Vianna Roman, 39, pleaded guilty last year to racketeering, narcotics and weapons offenses as a result of a plea agreement that recommended a prison sentence of no more than 20 years.
“I ruined my life and my family’s life,” she told the court prior to sentencing.
U.S. District Judge R. Gary Klausner responded that it was “too bad we can’t go back and rewrite history.”
Also known as “Old Girl,” “Prima” and “Female Cousin,” Roman was the de-facto leader of the Harpys gang on behalf of Danny Roman, who’s been serving a life sentence for first-degree murder at Pelican Bay State Prison since 1984, when his daughter was 9 years old, federal prosecutors said.
Danny Roman passed orders down through his daughter and son-in-law during monthly prison visits. The couple would then pass the information along to the gang’s shot-caller, Manuel Valencia, who would ensure that the Harpys and other Latino gangs in the region controlled by Danny Roman followed the gangster’s instructions, court papers show.

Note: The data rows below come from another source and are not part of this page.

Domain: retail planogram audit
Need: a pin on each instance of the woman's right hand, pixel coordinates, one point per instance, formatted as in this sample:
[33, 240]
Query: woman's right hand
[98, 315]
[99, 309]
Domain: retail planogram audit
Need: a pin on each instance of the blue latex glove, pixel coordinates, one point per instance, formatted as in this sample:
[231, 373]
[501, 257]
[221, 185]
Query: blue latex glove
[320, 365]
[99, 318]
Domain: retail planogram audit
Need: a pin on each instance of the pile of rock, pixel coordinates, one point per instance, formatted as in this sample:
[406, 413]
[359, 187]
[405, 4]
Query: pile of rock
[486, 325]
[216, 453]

Valencia, 38, of Walnut was sentenced to 27 years in federal prison earlier this month after pleading guilty to charges of racketeering and engaging in a continuing criminal enterprise connected to drug trafficking.
Vianna Roman’s husband, Aaron Soto, is serving a six-year prison term in the case.
More than two dozen defendants charged three years ago in a 60-count federal racketeering indictment resulting from “Operation Roman Empire,” a multi-agency investigation targeting the Harpys, have pleaded guilty, prosecutors said. Vianna Roman was the final defendant to be sentenced in the case.
“This brings to a conclusion a case against a gang committing very serious conduct,” Assistant U.S. Attorney Ben Barron told City News Service. “Hopefully, this sentence and others in this case send a clear message that the conduct must come to an end.”
The Harpys controlled illegal activities in an area southwest of downtown that stretched from Normandie Avenue to Figueroa Street and Washington Boulevard to Jefferson Boulevard.
The City Attorney’s Office filed civil enforcement actions in 2012 to curb the gang’s activity at two South Los Angeles locations.
During the course of the investigation, authorities seized about 8 1/2 pounds of methamphetamine, a half-pound of heroin, a pound of cocaine, 23 pounds of marijuana and 22 guns.